Reputation: 689
I am in the process of doing some data wrangling and I have come across the following problem.
In my CSV file (that I read through pandas) I have a column called effects. effects look like this:
effects
Row 1: Euphoric 52% Creative 42% Happy 40% ...
Row 2: Relaxed 95% Happy 90% Euphoric 60% ...
Row 3: Happy 64% Uplifted 48% Relaxed 48% ...
and so on and so forth. now there is another column called name that looks like this:
name
Row 1: Tommy
Row 2: Susan
Row 3: Bruce
What I am trying to do is map each key/value in the effects column to a unique column that corresponds to their appropriate name.
So essentially it would look like this:
name euphoric creative happy
Row 1: Tommy 52% 42% 40%
Row 2: Susan 60% n/a 90%
Row 3: Bruce n/a n/a 64%
So you can see each effect with its corresponding percentage becomes a unique column for every name (and if the data is not present it's n/a or null).
I am assuming the answer may include converting the effects object into a list of dictionaries and perhaps some excel text to column action on top to make the mapping easier but I haven't been able to do it successfully.

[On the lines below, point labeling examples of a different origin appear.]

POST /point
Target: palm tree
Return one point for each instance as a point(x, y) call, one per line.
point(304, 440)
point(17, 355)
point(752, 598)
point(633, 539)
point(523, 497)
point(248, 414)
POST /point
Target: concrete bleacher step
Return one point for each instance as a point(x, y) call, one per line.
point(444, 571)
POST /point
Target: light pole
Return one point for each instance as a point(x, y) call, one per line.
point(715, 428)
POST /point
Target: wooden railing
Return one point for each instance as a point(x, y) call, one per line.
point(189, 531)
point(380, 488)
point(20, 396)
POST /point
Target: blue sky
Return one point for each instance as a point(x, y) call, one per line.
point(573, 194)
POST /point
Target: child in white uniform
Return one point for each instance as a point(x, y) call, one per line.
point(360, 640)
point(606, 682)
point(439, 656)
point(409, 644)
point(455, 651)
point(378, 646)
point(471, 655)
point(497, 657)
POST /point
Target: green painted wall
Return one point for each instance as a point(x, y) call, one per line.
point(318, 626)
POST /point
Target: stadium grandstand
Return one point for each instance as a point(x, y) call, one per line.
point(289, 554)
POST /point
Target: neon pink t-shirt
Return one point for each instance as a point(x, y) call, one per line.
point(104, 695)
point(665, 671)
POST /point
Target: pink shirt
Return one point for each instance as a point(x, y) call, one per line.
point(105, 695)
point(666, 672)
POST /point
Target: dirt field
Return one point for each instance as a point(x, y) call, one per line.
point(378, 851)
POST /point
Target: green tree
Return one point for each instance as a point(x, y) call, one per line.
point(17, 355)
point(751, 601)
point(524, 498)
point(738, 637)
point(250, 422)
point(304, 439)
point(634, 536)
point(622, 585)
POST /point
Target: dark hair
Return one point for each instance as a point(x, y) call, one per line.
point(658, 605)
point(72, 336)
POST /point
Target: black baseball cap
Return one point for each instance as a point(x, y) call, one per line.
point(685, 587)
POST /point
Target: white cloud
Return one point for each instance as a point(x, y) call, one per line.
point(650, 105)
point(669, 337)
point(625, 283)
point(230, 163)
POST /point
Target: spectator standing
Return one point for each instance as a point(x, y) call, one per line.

any help here would be immensely appreciated.
Upvotes: 1
Views: 398
Reputation: 7635
Another solution using for loop looks like this:
effects_data = []
for e in df.effects:
effects_data.append(
{
key: val for key, val in zip(e.split(' ')[0::2], e.split(' ')[1::2])
}
)
print(df[['name']].join(pd.DataFrame(effects_data)))
The result is following:
name Euphoric Creative Happy Relaxed Uplifted
0 Tommy 52% 42% 40% NaN NaN
1 Susan 60% NaN 90% 95% NaN
2 Bruce NaN NaN 64% 48% 48%
Upvotes: 1
Reputation: 150825
You can use str.extract
like this:
df[['name']].join(df.effects.str.extractall('(\w+) (\d+\%)')
.reset_index()
.pivot(index='level_0', columns=0, values=1)
)
Output:
name Creative Euphoric Happy Relaxed Uplifted
Row 1: Tommy 42% 52% 40% NaN NaN
Row 2: Susan NaN 60% 90% 95% NaN
Row 3: Bruce NaN NaN 64% 48% 48%
Upvotes: 1